11. De omstandigheid dat geen hoger beroep is ingesteld tegen de uitspraak van de rechtbank van 12 december 2019 brengt niet met zich dat verweerder de verklaringen van onderzoek van Bureau Documenten over de door eiseres overgelegde documenten uit 2001, 2004 en 2018 niet alsnog als contra-indicatie mag aanmerken. Er is namelijk geen sprake van een uitdrukkelijk en zonder voorbehoud verworpen beroepsgrond zoals bedoeld in deBrummen-jurisprudentie (uitspraak van de Afdeling van 6 augustus 2003, ECLI:NL:RVS:2003:AI0801). Daarnaast wordt er op grond van artikel 7:11 van de Awb in bezwaar een volledige overweging gemaakt. In dat kader is het toegestaan om deze tegenwerping alsnog te handhaven. 12. Eiseres kan niet worden gevolgd in haar stelling dat nog steeds geen sprake is van
equality of arms. Daartoe is redengevend dat inmiddels zowel verweerder als eiseres een deskundigenadvies hebben kunnen inbrengen ten aanzien van het originele huwelijkscertificaat van 14 januari 2019. Bovendien blijkt uit het rapport van de contra-expert dat hij slechts voor een gedeelte van de beoordeling had willen beschikken over referentiemateriaal. De contra-expert heeft immers zonder de aanwezigheid van referentiemateriaal kunnen verklaren dat niet kan worden vastgesteld of de Engelse zijde op een bevoegde wijze als fotokopie op de achterkant is aangebracht. Ook heeft de contra-expert kunnen verklaren dat de stempels en handtekeningen op deze zijde geen originelen maar reproducties zijn. Dit brengt ook met zich dat de contra-expertise in zoverre geen twijfel zaait over de inhoud van de verklaringen van Bureau Documenten. De stellingen van de contra-expert dat er in theorie een authentieke Engelse akte kan zijn gekopieerd en dat hij geen kennis heeft van de gebruikte printerinkt in Somalië en het handschrift van de ambtenaar die een handtekening heeft gezet, maken niet alsnog dat aan de verklaringen van Bureau Documenten moet worden getwijfeld. De rechtbank ziet dan ook geen reden om, al dan niet onder toepassing van artikel 8:29 van de Awb, nadere inlichtingen te vragen aan verweerder.

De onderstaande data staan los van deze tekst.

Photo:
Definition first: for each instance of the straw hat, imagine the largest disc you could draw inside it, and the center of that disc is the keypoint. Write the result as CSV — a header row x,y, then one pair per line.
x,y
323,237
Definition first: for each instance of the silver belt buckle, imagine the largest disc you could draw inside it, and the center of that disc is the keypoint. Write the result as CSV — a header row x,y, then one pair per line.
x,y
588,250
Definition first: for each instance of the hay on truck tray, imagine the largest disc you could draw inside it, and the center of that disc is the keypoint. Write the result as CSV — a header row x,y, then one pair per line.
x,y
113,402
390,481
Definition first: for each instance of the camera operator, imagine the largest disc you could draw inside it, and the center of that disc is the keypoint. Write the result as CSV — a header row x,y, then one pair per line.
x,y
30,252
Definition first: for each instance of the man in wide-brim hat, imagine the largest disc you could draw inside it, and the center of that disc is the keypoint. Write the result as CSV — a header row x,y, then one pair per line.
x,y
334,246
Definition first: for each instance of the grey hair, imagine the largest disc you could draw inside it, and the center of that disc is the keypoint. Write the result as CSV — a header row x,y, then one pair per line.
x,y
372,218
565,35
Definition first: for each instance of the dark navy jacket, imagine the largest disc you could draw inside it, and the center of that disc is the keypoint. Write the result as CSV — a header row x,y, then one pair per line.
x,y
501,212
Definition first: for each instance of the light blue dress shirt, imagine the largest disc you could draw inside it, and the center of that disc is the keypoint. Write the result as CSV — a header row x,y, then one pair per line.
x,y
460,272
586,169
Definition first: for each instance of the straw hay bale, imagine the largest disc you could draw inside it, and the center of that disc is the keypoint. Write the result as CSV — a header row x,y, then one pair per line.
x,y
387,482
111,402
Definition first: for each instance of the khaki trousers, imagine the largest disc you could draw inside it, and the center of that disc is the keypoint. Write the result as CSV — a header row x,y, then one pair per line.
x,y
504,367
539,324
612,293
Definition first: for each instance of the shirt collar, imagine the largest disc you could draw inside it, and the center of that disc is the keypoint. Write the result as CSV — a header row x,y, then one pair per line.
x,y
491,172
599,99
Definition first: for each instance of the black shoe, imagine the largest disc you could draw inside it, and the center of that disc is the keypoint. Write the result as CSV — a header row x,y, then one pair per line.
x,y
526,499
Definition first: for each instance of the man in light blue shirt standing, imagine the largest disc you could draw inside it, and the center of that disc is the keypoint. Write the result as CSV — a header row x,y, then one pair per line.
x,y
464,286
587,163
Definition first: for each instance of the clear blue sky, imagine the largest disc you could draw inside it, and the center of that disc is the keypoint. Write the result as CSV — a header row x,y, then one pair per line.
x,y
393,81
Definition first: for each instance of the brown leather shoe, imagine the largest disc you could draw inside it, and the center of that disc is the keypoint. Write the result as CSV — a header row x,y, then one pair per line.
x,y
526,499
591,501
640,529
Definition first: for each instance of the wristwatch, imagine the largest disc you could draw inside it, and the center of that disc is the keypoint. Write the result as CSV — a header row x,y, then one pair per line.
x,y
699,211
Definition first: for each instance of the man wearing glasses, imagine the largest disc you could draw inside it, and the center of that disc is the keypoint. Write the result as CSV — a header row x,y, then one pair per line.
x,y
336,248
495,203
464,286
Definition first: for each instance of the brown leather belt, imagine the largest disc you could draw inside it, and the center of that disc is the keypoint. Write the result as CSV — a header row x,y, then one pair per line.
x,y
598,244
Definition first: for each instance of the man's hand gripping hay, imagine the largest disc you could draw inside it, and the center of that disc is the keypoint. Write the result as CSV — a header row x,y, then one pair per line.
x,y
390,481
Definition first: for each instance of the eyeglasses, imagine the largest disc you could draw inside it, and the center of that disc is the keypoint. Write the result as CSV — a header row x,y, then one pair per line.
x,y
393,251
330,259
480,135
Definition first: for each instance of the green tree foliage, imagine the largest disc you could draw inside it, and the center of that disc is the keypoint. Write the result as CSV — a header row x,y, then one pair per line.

13. Eiseres heeft in beroep niet betwist dat zij haar identiteit niet aannemelijk heeft gemaakt, dat referent tegenstrijdige verklaringen heeft afgelegd over de gestelde huwelijksrelatie en dat zij niet is ingegaan op de uitnodiging om verdere indicatieve documenten te overleggen. Al het voorgaande in samenhang beoordeeld is de rechtbank van oordeel dat verweerder het bezwaar van eiseres ongegrond heeft kunnen verklaren.
14. Het beroep is ongegrond.
15. Voor een proceskostenveroordeling bestaat geen aanleiding.